Cinq axes de réflexions s’en sont dégagés. Celles qui ont permis de situer l’importance de la reconstruction scolaire en Afrique et les enjeux du débat général sur l’éducation des jeunes : le nombre de plus en plus important des enfants africains devant être scolarisés, celui des enfants hors systèmes scolaires, le décrochage scolaire, les disparités liées au genre et les inégalités observées entre les villes, les villages et enfin, la qualité de l’éducation. Ces préoccupations invitent politiques et Etats à mieux structurer les corrélations entre croissance démographique, investissements éducatifs et espaces.

Pour Rita Gonzalez Delgado, la politique éducative mise en place par les autorités cubaines depuis 1961 peut servir de modèle à plusieurs pays africains. Le leitmotiv étant de considérer l’homme comme la plus grande richesse d’un pays et d’associer à sa formation les dimensions morale, familiale et sociétale.
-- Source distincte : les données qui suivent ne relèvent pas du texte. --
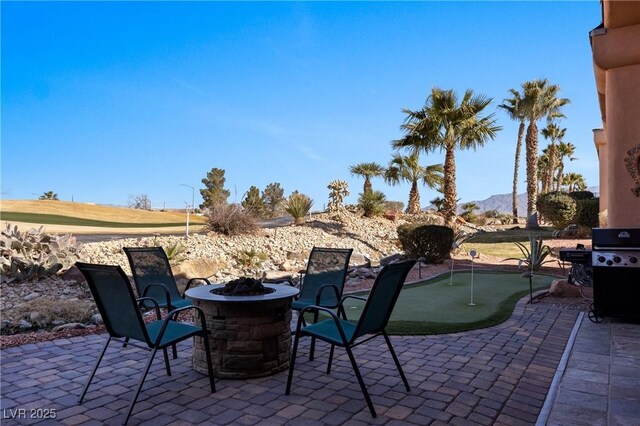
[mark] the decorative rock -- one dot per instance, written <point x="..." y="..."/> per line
<point x="70" y="326"/>
<point x="277" y="275"/>
<point x="561" y="288"/>
<point x="394" y="258"/>
<point x="359" y="260"/>
<point x="31" y="296"/>
<point x="97" y="319"/>
<point x="73" y="274"/>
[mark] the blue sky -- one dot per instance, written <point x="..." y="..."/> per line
<point x="102" y="100"/>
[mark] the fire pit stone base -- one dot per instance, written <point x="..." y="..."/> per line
<point x="246" y="339"/>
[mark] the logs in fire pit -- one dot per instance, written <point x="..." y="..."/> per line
<point x="243" y="287"/>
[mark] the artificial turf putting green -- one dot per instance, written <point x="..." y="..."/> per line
<point x="435" y="307"/>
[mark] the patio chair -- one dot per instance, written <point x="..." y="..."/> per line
<point x="323" y="282"/>
<point x="373" y="320"/>
<point x="117" y="304"/>
<point x="153" y="277"/>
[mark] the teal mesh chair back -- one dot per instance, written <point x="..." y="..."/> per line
<point x="325" y="266"/>
<point x="115" y="300"/>
<point x="382" y="298"/>
<point x="150" y="265"/>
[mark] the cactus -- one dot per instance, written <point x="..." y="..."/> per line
<point x="33" y="254"/>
Pour l’experte, une bonne politique éducative commence dans la famille, suit son cours à toutes les étapes du système de scolarisation et se doit de former l’individu, l’homme étant toujours au centre de l’éducation.

Nombreux sont les débats qui ont suivis les exposés. Celui qui a insisté sur l’inadéquation du concept même d’école avec les environnements non occidentaux a retenu l’attention. En effet, l’école, telle que nous la connaissons, est occidentale. C’est un lieu d’instruction fermé, un espace où l’on apprend collectivement, où des personnes qui détiennent un savoir doivent le transmettre à d’autres. Cette conception a pour principe de créer un amalgame dans l’esprit des acteurs du système éducatif, en ce qu’il n’établit pas de distinction entre l’instruction qui est du ressort de l’école et l’éducation qui revient à la famille. Cette école doit avoir une autre définition et d’autres fonctions que celles d’isoler et de réduire l’élève à l’écriture et à une note. D’autres formes d’éducation peuvent en effet être valorisées et qui participeraient à l’épanouissement de l’apprenant en contexte africain. Le danger pour les Africains est d’ajuster les rythmes scolaires aux calendriers occidentaux. Or, il paraît plus approprié que les systèmes scolaires des leurs Etats tiennent compte des réalités socioculturelles et environnementales comme les périodes d’agriculture, de chasse et même de pêche. Cela aurait pour avantage de limiter les décrochages ou abandons scolaires des enfants. Outre cette adaptation aux réalités environnementales, l’école de demain devrait, à chaque fin de cycle, permettre à un élève d’acquérir une formation pratique.

Rendez-vous a été pris pour le XVIe colloque de l’AFDECE en 2019. Il aura pour thème : « bilinguisme dans les écoles ». Ville multiculturelle, Beyrouth et son hospitalité accueilleront cette institution en convive.